ArfGAP3 Protects Mitochondrial Function and Promotes Autophagy Through Rab5a-Mediated Signals in Ageing Skeletal Muscle.

BACKGROUND

Few researches have investigated the molecular mechanism responsible for the age-related loss of the pelvic floor muscle (PFM) mass and functionality-a pivotal contributor to pelvic organ prolapse and diminished physical well-being. ADP ribosylation factor GTPase activating protein 3 (ArfGAP3) is a member of ArfGAPs, which regulates the vesicular trafficking pathway and intracellular proteins transporting. However, its effects on skeletal muscle ageing remain largely unknown.

METHODS

Mouse models of natural ageing and D-gal (D-galactose)-induced ageing were subject to analyse the structure, function and pathological alterations of the PFM and the expression of ArfGAP3. Stable ArfGAP3 knockdown and overexpression C2C12 cell lines were established to investigate the anti-senescence effects of ArfGAP3 and the underlying mechanisms in ageing process, complemented by Rab5a genetic intervention and mRFP-GFP-LC3 adenoviral particles transfection. In vivo experiments entailed ArfGAP3 overexpression in mice alongside autophagy inhibitor treatment, with assessments encompassing tissue mass, bladder leak point pressure (BLPP), submicroscopic structure, antioxidative stress system and muscle regeneration.

RESULTS

Aged (24-month-old) mice exhibited significant physiological alterations in PFMs, including decreased muscle mass, diminished cross-sectional area (CSA), deteriorated supporting function (as evidenced by reduced BLPP), impaired autophagy and increased levels of oxidative stress (p < 0.001).
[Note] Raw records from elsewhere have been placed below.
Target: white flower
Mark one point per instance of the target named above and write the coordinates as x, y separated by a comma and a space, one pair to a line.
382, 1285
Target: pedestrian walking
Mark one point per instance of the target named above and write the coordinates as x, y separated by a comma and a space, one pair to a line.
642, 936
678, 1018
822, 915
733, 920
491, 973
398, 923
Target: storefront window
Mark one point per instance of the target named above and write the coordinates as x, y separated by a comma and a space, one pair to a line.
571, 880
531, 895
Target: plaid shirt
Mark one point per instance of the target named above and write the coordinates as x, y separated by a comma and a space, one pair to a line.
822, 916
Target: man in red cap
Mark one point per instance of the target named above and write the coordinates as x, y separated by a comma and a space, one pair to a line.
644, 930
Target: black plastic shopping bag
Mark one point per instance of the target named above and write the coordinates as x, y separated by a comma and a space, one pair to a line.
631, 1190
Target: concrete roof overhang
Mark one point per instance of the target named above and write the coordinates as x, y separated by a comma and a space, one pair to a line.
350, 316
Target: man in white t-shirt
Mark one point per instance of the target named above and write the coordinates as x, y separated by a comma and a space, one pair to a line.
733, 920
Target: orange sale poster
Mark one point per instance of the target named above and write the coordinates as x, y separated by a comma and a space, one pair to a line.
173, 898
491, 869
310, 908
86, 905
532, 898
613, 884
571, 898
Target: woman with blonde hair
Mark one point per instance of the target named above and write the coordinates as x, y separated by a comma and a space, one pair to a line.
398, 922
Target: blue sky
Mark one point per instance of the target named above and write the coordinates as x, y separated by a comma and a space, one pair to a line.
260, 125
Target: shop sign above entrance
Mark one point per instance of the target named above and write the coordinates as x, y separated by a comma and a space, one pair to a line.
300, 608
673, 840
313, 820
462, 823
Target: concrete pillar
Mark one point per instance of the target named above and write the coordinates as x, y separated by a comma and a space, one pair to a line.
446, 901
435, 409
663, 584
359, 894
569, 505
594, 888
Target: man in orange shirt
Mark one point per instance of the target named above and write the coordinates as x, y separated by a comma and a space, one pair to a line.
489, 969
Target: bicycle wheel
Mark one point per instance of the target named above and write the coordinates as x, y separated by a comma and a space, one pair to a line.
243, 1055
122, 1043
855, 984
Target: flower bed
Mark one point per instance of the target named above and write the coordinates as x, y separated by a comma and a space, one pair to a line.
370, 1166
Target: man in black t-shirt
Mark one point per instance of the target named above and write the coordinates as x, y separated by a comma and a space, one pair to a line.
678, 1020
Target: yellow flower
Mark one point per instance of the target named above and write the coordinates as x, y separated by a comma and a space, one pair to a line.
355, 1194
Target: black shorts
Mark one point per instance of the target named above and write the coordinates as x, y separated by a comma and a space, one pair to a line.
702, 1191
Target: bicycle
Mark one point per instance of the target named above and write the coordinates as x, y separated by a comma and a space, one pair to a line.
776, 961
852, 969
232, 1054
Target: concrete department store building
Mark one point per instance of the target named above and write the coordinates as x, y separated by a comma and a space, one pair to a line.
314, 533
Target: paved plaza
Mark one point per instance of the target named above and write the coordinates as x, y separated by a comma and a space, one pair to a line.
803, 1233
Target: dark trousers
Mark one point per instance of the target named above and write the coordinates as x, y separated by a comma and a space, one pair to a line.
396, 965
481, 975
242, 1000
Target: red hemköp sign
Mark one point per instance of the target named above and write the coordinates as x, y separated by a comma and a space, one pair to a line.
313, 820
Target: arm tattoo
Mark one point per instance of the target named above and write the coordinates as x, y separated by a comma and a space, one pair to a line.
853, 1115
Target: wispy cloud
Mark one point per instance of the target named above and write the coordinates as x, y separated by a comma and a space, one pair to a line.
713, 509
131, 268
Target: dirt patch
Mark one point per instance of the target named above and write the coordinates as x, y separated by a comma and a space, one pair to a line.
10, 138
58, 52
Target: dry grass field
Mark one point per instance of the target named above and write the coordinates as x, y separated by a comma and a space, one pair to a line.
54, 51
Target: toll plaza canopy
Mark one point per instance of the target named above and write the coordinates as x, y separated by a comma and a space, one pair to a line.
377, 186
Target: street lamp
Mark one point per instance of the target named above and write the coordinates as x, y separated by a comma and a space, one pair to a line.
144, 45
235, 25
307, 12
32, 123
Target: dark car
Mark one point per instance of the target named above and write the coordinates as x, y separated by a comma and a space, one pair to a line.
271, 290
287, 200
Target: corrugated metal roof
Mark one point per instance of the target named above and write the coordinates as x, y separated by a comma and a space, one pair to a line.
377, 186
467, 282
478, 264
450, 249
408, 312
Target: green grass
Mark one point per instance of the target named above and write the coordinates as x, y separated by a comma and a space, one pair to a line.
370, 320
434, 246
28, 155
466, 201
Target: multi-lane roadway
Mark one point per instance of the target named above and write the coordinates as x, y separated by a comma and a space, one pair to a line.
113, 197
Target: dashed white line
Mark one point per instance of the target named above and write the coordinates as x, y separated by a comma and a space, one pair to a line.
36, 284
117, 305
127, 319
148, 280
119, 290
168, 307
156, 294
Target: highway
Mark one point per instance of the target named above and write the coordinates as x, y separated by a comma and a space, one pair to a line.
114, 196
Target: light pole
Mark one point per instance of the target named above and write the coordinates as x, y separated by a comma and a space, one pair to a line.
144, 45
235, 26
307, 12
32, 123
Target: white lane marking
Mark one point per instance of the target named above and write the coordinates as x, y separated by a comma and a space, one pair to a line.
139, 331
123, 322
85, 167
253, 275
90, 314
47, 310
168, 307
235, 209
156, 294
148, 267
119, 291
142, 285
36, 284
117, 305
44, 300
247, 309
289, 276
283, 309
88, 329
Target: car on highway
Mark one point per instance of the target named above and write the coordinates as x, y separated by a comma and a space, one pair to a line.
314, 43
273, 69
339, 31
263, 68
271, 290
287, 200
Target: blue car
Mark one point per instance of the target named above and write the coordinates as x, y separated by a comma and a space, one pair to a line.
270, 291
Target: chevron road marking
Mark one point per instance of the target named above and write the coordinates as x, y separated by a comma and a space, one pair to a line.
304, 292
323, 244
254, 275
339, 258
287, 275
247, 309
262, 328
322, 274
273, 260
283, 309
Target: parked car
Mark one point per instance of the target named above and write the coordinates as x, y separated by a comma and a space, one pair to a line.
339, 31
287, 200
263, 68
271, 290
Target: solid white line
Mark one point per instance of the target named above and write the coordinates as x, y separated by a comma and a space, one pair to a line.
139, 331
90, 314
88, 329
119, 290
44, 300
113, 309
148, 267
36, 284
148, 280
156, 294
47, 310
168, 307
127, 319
Utilizing ageing C2C12 model, we observed a dose-dependent relationship between D-gal induction and cellular senescence, impaired differentiation and mitochondrial damage. Remarkably, the expression levels of ArfGAP3 were markedly downregulated in both in vitro and in vivo ageing models. Knockdown of ArfGAP3 exacerbated impaired differentiation potential and induced aberrant mitochondrial morphology and functional dysfunction in ageing C2C12 myoblasts, whereas ArfGAP3 overexpression largely mitigated these effects. Mechanistically, our findings revealed an interplay between ArfGAP3 and Rab5a, indicating their coordinated regulation. ArfGAP3-mediated activation of Rab5a-associated autophagy and IRS1-AKT-mTOR signalling pathways during cellular senescence and myogenesis was identified, leading to enhanced autophagic flux and improved resistance to oxidative stress. In vivo, ArfGAP3 overexpression ameliorated D-gal-induced loss of muscle mass and function, while promoting antioxidant responses and muscle regeneration in mice. However, these protective effects of ArfGAP3 overexpression were extinguished by autophagy inhibition.

CONCLUSIONS

Our study uncovers the significant role of ArfGAP3 in enhancing differentiation capacity and mitochondrial function through mediating Rab5a expression to activate IRS1-AKT-mTOR signalling pathways and promote autophagy during the ageing process. These findings underscore the potential of ArfGAP3 as a promising therapeutic target for ameliorating the decline in skeletal muscle function associated with ageing.